Ketua Umum LPK-RI, M. Fais Adam, menyampaikan bahwa ketidakmampuan konsumen membayar angsuran tidak dapat otomatis dikategorikan sebagai wanprestasi mutlak. Bank wajib mempertimbangkan kondisi riil konsumen dan itikad baik debitur sebelum menempuh langkah eksekusi atau tindakan represif.
“Dalam situasi konsumen tidak mampu membayar meskipun penagihan telah dilakukan, kewajiban hukum bank adalah melakukan stop tagih dan stop buku. Bank tidak diperkenankan menggunakan tekanan, intimidasi, atau ancaman eksekusi,” tegas Fais Adam.

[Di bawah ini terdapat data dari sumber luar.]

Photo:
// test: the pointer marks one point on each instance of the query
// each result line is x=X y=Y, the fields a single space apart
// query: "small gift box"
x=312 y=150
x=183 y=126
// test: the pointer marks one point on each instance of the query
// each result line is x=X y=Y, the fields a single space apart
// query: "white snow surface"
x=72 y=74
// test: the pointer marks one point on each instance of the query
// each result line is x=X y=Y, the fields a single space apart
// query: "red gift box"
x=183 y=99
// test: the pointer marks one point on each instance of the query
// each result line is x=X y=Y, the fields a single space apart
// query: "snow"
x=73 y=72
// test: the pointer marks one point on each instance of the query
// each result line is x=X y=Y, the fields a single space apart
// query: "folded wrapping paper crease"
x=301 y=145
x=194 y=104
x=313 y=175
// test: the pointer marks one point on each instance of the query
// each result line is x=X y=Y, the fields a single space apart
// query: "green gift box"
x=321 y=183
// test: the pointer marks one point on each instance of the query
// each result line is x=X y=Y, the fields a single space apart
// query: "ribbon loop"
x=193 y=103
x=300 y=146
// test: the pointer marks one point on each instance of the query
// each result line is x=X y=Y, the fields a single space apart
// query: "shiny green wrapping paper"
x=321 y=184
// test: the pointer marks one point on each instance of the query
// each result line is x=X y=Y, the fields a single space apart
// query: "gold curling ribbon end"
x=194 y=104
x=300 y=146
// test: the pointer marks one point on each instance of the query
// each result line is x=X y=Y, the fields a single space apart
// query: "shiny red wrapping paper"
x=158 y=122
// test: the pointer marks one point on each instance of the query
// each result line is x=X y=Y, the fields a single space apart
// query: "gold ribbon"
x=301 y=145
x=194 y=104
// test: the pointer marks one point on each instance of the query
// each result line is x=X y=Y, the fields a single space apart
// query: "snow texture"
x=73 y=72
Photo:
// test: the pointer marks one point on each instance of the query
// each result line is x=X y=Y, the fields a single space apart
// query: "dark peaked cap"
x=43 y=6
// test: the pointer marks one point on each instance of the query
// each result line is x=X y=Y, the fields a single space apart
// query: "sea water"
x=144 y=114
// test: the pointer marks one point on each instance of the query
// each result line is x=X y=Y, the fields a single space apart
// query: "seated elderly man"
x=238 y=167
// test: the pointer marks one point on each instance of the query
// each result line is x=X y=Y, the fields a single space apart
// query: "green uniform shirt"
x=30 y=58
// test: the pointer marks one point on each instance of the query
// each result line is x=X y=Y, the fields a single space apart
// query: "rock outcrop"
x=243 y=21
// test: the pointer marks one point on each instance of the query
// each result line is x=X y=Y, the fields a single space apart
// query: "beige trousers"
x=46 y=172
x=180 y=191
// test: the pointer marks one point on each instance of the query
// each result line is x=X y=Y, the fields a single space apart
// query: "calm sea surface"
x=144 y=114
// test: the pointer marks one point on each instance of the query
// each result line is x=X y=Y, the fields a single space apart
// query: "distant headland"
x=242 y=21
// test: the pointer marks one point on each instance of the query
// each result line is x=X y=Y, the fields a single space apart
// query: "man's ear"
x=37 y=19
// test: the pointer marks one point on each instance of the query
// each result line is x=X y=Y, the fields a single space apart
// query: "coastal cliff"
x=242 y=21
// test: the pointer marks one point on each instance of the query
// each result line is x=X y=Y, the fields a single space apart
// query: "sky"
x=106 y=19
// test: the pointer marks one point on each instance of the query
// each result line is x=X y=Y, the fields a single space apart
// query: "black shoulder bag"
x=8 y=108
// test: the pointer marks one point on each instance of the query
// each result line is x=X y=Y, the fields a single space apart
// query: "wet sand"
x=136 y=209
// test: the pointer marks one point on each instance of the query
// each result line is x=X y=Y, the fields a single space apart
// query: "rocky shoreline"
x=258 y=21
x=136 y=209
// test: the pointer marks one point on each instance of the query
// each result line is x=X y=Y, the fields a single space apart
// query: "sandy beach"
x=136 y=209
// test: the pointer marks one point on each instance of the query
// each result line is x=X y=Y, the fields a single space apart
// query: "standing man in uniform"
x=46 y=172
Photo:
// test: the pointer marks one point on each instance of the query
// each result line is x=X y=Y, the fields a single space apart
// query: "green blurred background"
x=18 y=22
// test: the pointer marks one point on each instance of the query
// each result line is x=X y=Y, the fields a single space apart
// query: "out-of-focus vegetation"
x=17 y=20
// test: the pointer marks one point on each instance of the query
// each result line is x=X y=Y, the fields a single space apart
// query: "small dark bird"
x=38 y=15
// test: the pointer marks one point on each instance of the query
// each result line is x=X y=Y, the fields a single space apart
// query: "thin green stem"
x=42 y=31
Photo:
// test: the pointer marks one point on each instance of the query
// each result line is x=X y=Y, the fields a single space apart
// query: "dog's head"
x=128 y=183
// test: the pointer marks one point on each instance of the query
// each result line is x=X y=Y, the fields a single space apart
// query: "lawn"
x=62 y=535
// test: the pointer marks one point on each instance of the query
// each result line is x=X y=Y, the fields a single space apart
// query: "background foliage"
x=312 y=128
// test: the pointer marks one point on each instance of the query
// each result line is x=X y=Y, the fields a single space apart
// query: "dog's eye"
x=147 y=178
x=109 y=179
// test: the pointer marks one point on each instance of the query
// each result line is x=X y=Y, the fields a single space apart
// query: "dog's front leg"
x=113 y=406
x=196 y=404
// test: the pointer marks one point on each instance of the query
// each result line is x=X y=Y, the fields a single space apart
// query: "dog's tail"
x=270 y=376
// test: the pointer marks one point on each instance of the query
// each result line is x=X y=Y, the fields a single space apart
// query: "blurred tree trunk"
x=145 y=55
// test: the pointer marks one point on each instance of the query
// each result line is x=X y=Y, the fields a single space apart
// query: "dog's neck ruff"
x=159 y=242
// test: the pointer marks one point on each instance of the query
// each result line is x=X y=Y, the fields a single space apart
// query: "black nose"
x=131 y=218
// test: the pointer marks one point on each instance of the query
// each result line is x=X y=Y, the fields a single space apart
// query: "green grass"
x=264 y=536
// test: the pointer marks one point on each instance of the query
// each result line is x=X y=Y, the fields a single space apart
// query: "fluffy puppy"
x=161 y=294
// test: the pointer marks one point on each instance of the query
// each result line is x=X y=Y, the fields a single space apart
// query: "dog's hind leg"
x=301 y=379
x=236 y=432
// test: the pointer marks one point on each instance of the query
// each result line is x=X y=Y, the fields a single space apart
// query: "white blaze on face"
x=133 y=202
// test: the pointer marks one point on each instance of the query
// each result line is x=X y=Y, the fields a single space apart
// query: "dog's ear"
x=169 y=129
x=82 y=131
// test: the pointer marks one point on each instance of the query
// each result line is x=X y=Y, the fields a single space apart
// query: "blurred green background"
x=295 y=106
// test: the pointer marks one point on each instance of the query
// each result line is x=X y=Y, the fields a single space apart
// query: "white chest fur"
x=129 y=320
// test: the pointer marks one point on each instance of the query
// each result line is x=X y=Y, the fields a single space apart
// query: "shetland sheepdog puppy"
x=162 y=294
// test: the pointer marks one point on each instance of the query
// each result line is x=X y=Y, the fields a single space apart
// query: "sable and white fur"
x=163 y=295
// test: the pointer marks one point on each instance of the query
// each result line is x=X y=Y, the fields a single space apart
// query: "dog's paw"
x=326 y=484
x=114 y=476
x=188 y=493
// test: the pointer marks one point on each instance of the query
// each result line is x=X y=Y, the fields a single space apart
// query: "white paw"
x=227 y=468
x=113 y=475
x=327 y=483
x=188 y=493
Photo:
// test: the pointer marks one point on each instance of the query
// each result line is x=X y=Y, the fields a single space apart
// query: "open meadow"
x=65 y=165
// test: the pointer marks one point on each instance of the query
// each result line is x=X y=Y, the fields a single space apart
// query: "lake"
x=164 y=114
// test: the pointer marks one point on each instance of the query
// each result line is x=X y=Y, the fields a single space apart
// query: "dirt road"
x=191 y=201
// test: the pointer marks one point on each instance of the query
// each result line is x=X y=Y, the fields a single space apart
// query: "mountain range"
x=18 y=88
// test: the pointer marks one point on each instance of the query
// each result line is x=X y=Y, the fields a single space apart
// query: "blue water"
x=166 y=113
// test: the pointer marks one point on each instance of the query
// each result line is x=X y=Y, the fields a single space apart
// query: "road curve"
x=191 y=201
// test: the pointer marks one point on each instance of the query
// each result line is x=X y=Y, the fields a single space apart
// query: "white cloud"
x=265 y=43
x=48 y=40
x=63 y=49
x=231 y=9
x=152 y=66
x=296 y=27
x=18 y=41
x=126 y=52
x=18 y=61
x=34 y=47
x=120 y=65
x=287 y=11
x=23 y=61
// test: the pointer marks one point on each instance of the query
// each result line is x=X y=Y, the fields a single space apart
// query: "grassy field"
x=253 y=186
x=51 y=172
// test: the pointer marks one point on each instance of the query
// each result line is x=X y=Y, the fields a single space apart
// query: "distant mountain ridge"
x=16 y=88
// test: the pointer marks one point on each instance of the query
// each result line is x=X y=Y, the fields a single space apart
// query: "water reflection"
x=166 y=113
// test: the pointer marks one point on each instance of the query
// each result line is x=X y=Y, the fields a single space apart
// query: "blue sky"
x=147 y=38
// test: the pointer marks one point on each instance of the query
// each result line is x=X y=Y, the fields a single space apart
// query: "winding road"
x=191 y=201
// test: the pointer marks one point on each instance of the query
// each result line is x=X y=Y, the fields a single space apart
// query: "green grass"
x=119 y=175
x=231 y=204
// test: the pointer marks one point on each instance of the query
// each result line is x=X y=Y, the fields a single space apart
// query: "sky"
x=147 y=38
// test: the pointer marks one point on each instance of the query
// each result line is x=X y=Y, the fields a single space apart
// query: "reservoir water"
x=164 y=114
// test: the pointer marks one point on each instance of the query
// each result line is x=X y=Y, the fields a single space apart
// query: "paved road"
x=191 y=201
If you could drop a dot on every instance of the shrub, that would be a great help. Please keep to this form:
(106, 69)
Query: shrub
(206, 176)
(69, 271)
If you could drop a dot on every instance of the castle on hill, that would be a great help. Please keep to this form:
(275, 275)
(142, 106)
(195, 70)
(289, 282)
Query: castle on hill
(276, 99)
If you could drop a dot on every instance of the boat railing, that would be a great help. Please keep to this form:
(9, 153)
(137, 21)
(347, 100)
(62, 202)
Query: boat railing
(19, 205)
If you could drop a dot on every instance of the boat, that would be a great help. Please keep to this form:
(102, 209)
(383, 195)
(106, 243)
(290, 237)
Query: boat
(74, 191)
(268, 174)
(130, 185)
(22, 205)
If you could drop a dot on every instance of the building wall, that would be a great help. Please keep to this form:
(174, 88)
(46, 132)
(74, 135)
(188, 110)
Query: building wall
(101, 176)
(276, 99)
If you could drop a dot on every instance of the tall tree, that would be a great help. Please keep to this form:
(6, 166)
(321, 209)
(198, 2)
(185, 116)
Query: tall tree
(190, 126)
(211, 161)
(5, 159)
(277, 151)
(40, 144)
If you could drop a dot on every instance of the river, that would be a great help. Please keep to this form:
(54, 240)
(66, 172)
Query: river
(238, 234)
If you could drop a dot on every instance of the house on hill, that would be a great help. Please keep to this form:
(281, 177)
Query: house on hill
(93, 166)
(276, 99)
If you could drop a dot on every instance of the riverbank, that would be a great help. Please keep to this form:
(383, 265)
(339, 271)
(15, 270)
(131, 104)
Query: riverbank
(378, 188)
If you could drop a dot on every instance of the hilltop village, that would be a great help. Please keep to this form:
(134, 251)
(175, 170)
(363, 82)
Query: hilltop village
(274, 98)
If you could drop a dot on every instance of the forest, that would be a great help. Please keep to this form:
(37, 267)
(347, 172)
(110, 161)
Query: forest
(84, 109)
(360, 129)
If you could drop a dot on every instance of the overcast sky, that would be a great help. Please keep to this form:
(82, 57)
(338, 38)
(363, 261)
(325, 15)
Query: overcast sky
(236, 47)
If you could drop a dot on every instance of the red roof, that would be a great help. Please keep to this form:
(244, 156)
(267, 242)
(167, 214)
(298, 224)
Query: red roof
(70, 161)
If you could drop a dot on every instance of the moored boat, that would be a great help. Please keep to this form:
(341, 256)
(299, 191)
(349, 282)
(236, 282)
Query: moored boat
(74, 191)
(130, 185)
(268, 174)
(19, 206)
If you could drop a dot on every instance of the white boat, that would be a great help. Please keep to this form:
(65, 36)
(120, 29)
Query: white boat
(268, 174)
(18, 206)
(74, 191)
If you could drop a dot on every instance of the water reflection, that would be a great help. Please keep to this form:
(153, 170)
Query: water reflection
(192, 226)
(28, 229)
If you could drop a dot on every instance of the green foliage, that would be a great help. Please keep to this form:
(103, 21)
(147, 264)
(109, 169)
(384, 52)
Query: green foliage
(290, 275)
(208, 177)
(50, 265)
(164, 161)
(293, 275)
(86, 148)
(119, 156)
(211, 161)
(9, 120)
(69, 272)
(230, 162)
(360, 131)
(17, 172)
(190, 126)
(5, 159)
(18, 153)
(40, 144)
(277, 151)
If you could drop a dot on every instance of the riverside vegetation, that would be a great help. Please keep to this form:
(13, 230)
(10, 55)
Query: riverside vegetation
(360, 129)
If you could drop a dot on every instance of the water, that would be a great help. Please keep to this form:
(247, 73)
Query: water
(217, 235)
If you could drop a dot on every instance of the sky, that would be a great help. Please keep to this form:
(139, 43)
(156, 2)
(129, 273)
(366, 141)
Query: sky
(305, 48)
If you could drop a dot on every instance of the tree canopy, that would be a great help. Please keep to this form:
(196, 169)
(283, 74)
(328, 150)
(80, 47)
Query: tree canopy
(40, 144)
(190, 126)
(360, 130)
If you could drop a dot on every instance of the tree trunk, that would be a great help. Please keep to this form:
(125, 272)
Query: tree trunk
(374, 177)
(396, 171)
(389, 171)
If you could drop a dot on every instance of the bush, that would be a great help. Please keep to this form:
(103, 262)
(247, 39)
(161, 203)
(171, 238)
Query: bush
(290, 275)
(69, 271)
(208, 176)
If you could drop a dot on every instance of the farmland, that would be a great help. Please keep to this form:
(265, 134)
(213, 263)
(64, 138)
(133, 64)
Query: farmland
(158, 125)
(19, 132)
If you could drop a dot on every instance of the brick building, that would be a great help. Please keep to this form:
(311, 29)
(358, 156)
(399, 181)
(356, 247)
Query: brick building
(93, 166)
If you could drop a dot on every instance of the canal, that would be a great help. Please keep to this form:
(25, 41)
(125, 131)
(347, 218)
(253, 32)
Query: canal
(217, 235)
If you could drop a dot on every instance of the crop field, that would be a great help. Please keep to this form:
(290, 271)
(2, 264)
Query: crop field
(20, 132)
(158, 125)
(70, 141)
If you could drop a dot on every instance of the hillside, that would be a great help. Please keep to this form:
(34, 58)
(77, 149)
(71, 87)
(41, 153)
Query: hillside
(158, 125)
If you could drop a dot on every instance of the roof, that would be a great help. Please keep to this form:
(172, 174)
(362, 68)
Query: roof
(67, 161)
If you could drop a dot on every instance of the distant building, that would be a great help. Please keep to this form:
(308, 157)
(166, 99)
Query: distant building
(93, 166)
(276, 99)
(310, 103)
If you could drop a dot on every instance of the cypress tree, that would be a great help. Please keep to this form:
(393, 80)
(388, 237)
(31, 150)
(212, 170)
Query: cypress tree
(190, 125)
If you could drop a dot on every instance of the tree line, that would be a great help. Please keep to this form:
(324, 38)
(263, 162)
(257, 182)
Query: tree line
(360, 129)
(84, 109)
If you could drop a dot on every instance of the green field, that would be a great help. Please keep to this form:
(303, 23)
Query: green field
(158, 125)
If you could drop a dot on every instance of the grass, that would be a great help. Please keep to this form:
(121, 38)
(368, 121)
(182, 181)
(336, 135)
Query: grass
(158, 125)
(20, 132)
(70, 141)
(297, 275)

Ia menambahkan bahwa perbankan seharusnya memberikan keringanan dengan cara menghitung ulang kewajiban debitur, dan memungkinkan konsumen membayar hanya sisa hutang pokok, disesuaikan dengan kemampuan finansial debitur.
Fais Adam menekankan, apabila setelah diberikan keringanan konsumen tetap tidak mampu memenuhi kewajibannya, barulah bank dapat menempuh penjualan jaminan melalui mekanisme lelang resmi di Kantor Pelayanan Kekayaan Negara dan Lelang (KPKNL). Penjualan jaminan di luar prosedur hukum dianggap tidak sah dan melanggar prinsip perlindungan konsumen.
“Ketentuan ini secara jelas diatur dalam Peraturan Pemerintah Republik Indonesia Nomor 47 Tahun 2024 tentang Penghapusan Piutang Macet kepada Usaha Mikro, Kecil, dan Menengah. Regulasi tersebut menekankan bahwa penyelesaian kredit bermasalah harus dilakukan dengan prinsip keadilan, keringanan, dan pemulihan usaha,” jelas Fais Adam.
LPK-RI meminta Otoritas Jasa Keuangan untuk memastikan seluruh perbankan mematuhi ketentuan PP Nomor 47 Tahun 2024 dan peraturan perundang-undangan terkait, sehingga praktik penagihan sewenang-wenang tidak merugikan konsumen dan prinsip perlindungan konsumen dapat ditegakkan secara konsisten.